The Golden Rule of Personal Finance is to pay yourself first.
The idea being that the first check you write out each month is to your savings account. The thought behind this is if you wait until the end of the month there won’t be any money left to contribute to your savings or investment accounts for the month.
By making it a priority to save first, it forces you to realize that the balance of your money for the month must pay your bills, living expenses and any discretionary spending. This is a different and more beneficial strategy than saving what is left over at the end of the month. Chances are there will be nothing left.
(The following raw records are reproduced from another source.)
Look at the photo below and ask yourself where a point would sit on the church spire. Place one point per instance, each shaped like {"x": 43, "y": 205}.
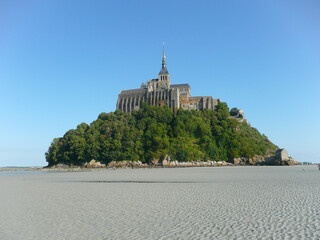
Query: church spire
{"x": 164, "y": 63}
{"x": 164, "y": 58}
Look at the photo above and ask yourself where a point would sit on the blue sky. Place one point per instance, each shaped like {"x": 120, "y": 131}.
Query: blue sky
{"x": 64, "y": 62}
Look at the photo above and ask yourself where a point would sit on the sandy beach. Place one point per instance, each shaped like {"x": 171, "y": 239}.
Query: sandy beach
{"x": 179, "y": 203}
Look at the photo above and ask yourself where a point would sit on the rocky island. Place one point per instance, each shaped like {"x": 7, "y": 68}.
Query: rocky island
{"x": 161, "y": 124}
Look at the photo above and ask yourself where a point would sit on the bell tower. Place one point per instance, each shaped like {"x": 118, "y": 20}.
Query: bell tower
{"x": 164, "y": 77}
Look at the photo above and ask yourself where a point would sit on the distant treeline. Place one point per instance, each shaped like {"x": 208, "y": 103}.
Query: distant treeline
{"x": 152, "y": 132}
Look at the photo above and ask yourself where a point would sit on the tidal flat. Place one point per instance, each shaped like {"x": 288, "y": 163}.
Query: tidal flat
{"x": 163, "y": 203}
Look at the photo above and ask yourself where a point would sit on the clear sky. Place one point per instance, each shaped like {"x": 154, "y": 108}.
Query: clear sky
{"x": 65, "y": 62}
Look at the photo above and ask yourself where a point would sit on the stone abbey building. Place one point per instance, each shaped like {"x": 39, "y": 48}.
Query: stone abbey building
{"x": 160, "y": 92}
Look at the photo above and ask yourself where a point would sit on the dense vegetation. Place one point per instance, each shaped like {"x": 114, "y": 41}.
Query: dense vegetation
{"x": 152, "y": 132}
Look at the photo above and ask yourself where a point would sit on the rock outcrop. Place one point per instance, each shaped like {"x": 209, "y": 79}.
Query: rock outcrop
{"x": 279, "y": 158}
{"x": 94, "y": 164}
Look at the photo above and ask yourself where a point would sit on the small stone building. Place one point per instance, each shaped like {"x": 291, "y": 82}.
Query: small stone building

It is often too easy to say “I’ll save double next month.”
If you buy or own a home, financial experts say you are already in a forced savings account because a portion of your monthly house payment is used to reduce the principle on the loan. Some homeowners use this “forced savings” by getting a shorter term mortgage and building their equity faster.
Provided below is an example that might help you envision the concept being discussed. Let’s assume a $250,000 mortgage at 4 percent interest and compare two different terms. Choosing a 30-year mortgage will give you payments of $1,193.54 per month and $360.20 from your first payment will be applied to the principle. With each payment the amount applied to principle would steadily increase.
Choosing a 15-year mortgage will give you payments of $1,849.22 per month and $1,015.89 of your first payment would be applied toward the principle. The additional $665.68 applied toward reducing the loan acts as a forced savings account.
As a homeowner with a longer term mortgage, you might have every good intention of saving the extra money or making additional principal payments each month but stuff happens. After the bills are paid we don’t always have the extra money to put into savings.
Opting for a shorter mortgage forces the borrower into making the commitment of the higher payments each month which in turn reduces your principal balance faster. Thus, a forced savings account.